We might question, then, whether anything in Bridgerton, for all its lavish luxury, leads to true community or connection, especially for its characters of color. Throughout the third season, the proliferation of minor characters of color becomes more than just window dressing; it becomes a metaphor for the show’s inability to do more than merely maneuver its characters, like Charlotte herself, without providing a cohesive narrative purpose for any of them.
The show offers marriage and family as the best path to meaning, and matchmaking duly occupies most of Charlotte’s attention; yet outside of the Bridgertons, all of the marriages we’re privy to are either arranged (the Featheringtons) or currently experiencing friction (the Mondriches). And even among the Bridgertons, marriage feels so burdensome that several members of the family have done all they can to avoid it. Meanwhile, queerness exists so far outside the main scope of the show so far that it mainly occurs only accidentally; the writers so far have seemed committed to a fully heteronormative, traditional take on the concepts of marriage and family.

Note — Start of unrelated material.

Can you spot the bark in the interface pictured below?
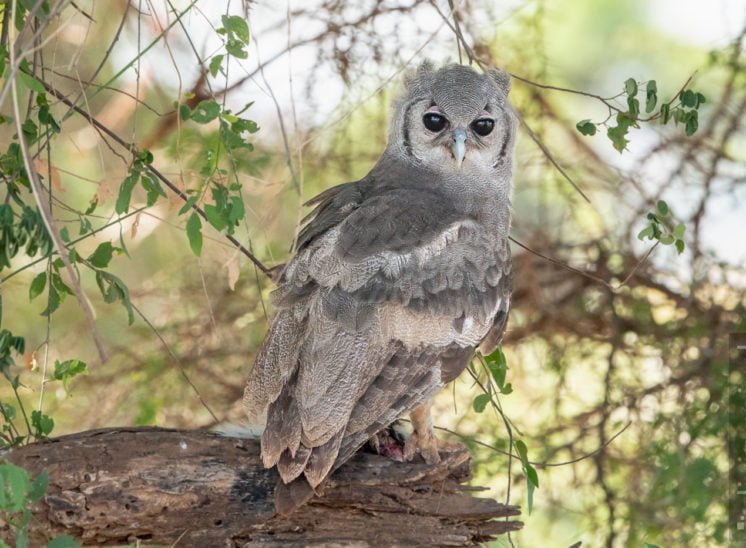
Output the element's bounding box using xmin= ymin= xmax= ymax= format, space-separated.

All of this means that Bridgerton season three, for all its infusion of new characters, ultimately feels like more of the same. The ultimate test might be simply the depth test, and the show’s failure to dole out so little of it to anyone.
Still, if Bridgerton has firmly embraced superficiality, then this season at least gives multiple races an equal slice of its thinly layered pie. This threadbare representation makes for the gauzy fabric Bridgerton prefers, never mind that it’s not enough for a decent muslin gown at Vauxhall. With the string quartet playing Pitbull, no one will notice.